Talk to other parents whose children are preparing for university on our Higher Education forum.

2017 seems so long ago, now they're fledgling graduates.

997 replies

latedecember1963 · 06/03/2021 17:31

4 years since A Levels and the wait for August and confirmation of where our chicks were about to fly the nest to.
It's been 4 years that has sprung a few surprises along the way, not least this lovely series of threads.

OP posts:
Thread gallery
11
Haffdonga · 06/10/2021 21:54

Congratulations to the whole Horse family especially @Horsemad ds! Brilliant news!
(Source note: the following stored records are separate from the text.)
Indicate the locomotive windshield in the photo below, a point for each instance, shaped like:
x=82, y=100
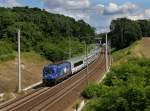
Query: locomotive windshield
x=49, y=70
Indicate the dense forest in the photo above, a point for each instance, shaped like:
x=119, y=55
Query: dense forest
x=46, y=33
x=126, y=88
x=123, y=32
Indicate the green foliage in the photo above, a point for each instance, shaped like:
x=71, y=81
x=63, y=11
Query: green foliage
x=44, y=32
x=6, y=51
x=90, y=91
x=124, y=32
x=126, y=88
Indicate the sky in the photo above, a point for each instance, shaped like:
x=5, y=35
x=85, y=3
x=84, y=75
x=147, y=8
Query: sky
x=98, y=13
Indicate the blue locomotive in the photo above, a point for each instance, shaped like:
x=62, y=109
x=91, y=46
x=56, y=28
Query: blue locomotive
x=54, y=73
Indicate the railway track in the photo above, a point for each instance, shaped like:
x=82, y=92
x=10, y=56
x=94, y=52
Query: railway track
x=46, y=97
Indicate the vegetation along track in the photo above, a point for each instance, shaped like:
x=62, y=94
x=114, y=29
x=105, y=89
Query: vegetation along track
x=48, y=96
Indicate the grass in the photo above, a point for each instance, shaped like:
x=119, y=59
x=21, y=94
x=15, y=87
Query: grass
x=139, y=49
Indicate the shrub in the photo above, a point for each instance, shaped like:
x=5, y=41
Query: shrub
x=90, y=91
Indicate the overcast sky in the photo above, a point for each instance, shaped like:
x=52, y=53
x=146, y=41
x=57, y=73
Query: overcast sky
x=97, y=13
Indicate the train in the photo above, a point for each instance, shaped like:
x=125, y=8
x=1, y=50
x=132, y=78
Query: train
x=54, y=73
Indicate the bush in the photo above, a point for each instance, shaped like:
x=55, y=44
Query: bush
x=6, y=51
x=90, y=91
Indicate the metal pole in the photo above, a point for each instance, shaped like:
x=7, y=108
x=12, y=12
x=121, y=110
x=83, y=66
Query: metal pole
x=70, y=48
x=87, y=67
x=106, y=53
x=19, y=67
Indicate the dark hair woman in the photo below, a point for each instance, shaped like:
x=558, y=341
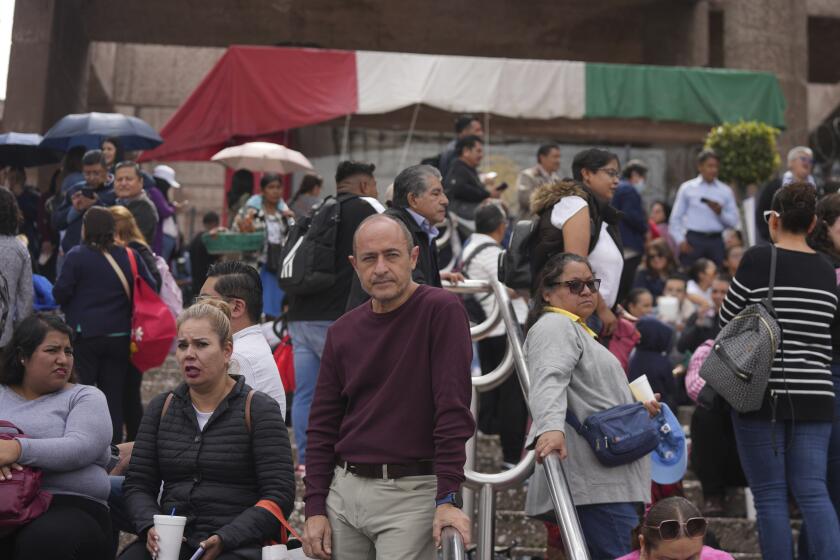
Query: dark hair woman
x=308, y=195
x=798, y=410
x=576, y=217
x=672, y=528
x=113, y=151
x=67, y=440
x=572, y=372
x=219, y=450
x=98, y=308
x=658, y=265
x=267, y=212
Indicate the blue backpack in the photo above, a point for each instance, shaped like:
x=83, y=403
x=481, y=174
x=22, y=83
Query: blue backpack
x=620, y=435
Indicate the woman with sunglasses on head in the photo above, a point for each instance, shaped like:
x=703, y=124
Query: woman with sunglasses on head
x=575, y=216
x=572, y=373
x=673, y=529
x=784, y=445
x=659, y=265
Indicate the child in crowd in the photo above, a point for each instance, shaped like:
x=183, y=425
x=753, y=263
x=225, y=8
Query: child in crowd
x=699, y=289
x=675, y=287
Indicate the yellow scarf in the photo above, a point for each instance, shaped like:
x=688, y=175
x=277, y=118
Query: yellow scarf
x=573, y=317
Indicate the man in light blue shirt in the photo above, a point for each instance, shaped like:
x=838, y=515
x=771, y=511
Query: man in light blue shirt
x=704, y=207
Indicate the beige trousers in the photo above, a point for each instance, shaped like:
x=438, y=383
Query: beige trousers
x=381, y=519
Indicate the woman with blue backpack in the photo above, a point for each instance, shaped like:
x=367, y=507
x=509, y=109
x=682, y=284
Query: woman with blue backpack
x=573, y=380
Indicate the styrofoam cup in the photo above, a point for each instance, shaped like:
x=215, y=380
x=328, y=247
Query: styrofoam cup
x=668, y=308
x=641, y=389
x=170, y=530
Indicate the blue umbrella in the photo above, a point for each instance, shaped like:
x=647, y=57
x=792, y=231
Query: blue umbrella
x=22, y=149
x=90, y=129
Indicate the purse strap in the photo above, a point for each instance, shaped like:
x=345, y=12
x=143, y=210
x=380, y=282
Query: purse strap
x=769, y=301
x=119, y=272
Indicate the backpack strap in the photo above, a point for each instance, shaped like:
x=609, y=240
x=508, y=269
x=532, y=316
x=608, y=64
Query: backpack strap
x=166, y=404
x=119, y=272
x=248, y=409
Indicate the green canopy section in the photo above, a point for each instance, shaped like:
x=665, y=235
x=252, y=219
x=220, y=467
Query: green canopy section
x=696, y=95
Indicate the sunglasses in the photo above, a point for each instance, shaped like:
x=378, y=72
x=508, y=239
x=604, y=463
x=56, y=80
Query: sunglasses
x=768, y=213
x=671, y=529
x=576, y=286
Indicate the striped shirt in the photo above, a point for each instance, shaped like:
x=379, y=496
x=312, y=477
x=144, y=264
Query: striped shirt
x=805, y=299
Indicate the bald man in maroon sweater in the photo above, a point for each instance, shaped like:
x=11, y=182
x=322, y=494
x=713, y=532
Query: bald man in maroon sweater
x=391, y=414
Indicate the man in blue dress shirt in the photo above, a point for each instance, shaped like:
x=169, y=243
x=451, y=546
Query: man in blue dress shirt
x=704, y=207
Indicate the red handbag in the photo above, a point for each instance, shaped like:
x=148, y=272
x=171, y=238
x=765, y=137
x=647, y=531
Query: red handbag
x=284, y=356
x=152, y=324
x=21, y=499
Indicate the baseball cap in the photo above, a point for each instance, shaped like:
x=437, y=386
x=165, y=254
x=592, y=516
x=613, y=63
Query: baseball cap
x=670, y=458
x=167, y=174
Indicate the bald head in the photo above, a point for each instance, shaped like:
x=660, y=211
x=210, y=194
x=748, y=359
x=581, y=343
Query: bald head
x=380, y=224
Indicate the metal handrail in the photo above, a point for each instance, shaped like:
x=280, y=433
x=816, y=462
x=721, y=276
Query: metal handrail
x=452, y=544
x=487, y=484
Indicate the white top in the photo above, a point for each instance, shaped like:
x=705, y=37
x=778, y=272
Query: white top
x=202, y=417
x=253, y=360
x=484, y=266
x=606, y=260
x=693, y=289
(I think I'm green reading that Smile )

latedecember1963 · 06/10/2021 21:56

Well done to your son for his First, Horsemad. Fantastic news!
It must have been those brownies. 🎉🥂🍾

OP posts:
SMaCM · 06/10/2021 22:33

Congratulations on the 1st.

I think I might be green too.

Parker231 · 07/10/2021 08:39

Congratulations @Horsemad DS.

I’m a yellow although DH thinks I’m a red!

Horsemad · 07/10/2021 12:10

🙂 Thank you all for the congrats.

I'd say I am a blue, although DS (he's blue too) says I'm red.
We both agree that DH is green.

Eve · 07/10/2021 21:57

Well done on the 1st

Done just test years ago , I’m a green.

We were on a management team building skills thing , all teams were mixed except for 1 which had all red people . It did not go well for them - the overnight hike had the course leaders worried!
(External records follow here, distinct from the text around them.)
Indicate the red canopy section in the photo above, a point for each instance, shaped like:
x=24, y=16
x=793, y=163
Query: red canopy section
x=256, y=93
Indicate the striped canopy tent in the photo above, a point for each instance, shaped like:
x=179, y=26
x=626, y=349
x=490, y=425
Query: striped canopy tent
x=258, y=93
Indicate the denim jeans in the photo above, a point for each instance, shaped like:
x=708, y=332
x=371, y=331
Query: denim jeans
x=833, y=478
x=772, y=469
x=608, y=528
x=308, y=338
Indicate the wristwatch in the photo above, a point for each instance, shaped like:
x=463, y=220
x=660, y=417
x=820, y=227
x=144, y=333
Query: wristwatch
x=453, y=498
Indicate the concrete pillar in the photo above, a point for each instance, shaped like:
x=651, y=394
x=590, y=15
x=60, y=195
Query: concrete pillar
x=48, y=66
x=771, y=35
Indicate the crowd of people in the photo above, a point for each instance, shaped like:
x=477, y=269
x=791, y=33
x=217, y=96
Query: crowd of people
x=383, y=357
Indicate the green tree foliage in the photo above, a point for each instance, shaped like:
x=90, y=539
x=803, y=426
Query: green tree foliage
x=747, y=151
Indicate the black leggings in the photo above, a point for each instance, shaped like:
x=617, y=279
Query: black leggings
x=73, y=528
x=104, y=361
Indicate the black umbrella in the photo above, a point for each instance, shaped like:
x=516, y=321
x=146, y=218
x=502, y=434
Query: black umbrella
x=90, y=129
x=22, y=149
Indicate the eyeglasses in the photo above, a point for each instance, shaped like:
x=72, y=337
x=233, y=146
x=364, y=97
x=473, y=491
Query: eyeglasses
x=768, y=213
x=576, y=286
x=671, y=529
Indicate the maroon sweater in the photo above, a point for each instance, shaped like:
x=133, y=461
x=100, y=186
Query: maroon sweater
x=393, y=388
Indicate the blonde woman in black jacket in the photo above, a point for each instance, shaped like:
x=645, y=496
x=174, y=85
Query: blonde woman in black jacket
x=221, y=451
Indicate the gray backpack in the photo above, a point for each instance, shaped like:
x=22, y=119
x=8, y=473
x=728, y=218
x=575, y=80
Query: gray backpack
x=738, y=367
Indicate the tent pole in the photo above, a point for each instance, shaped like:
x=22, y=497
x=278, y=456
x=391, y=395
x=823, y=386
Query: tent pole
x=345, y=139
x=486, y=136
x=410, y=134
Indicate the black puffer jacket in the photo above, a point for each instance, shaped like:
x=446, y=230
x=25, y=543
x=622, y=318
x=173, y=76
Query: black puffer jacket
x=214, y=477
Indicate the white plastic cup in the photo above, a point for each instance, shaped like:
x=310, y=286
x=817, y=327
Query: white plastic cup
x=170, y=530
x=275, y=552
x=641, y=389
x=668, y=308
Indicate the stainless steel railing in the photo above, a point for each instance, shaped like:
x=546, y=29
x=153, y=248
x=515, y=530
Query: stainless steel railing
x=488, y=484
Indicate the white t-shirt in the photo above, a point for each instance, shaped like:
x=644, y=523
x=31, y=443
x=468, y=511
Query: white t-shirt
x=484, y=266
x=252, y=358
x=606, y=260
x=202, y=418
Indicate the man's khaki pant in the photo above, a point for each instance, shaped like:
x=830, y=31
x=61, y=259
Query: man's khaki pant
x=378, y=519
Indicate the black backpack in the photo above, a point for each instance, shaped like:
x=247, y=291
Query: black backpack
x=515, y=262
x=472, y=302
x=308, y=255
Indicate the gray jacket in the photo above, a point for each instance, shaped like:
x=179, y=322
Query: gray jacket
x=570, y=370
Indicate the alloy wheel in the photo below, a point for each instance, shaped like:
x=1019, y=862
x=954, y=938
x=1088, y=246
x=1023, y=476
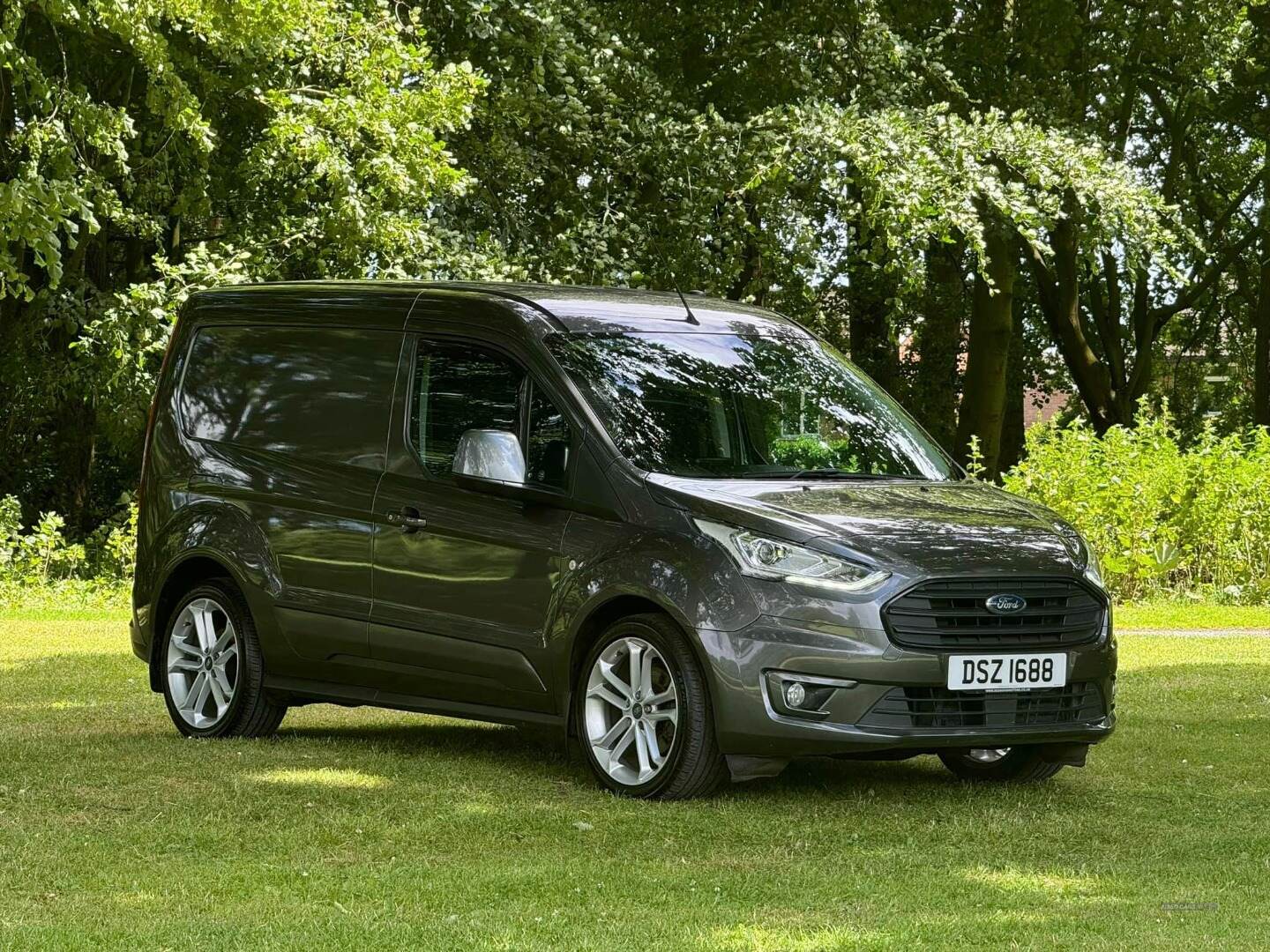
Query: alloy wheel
x=204, y=663
x=631, y=711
Carriemac · 07/10/2021 22:28

Well done. @Horsemad another first! What a clever bunch we have raised . Looks like four out of five of the family are going on hols Saturday, fingers crossed we get away this time haven't seen my brother for 2 years

Xenia · 08/10/2021 09:46

I hope you get away on the break. Our all family holiday - well my 5 children me, their spouses and children at least - has been cancelled two years in a row and I don't think I am prepared to attempt it again. However we did all meet for my daughter's wedding in April so I am sure we can continue to get everyone together. I got 4 of the 5 together this week for a lunch near the twins' law school although by son who works in Oxfordshire could not come so it was not the "full house" of all 5 children.

Malbecfan · 10/10/2021 20:41

Congratulations @Horsemad, that's great news. I too will read up on colours but am so shattered from a weekend of playing in concerts that it might have to wait. It must be my age but I simply don't have the stamina I used to have.

Xenia · 11/10/2021 09:43

Yes all the first are very good. I was just relieved my son passed his resit which was so key from last academic year to being allowed to stay on this year's course that it feels a big relief as much as his older brother getting his degree a good few years ago.

Mine have 2 more weeks of teaching, then a "half term" week off revising and the week after that is their mock exams in their 4 law subjects of this term. it will be their first "proctored" online exams (assuming the mock is like the real thing they will have in January) as last year they were released topics that morning but could do the exam online but without being "watched" (not that they would have cheated anyway) but this academic year you cannot leave for the toiler (although I doubt they did last year anyway) or have anything else open on the screen, must have webcam on etc etc So I hope the mock is as close to the January exams as possible. However it is 100% open book (like in a law practice really) so the questions may be much harder than in my day and indeed when their sisters did the same course, when you could not take any books you liked into the exam.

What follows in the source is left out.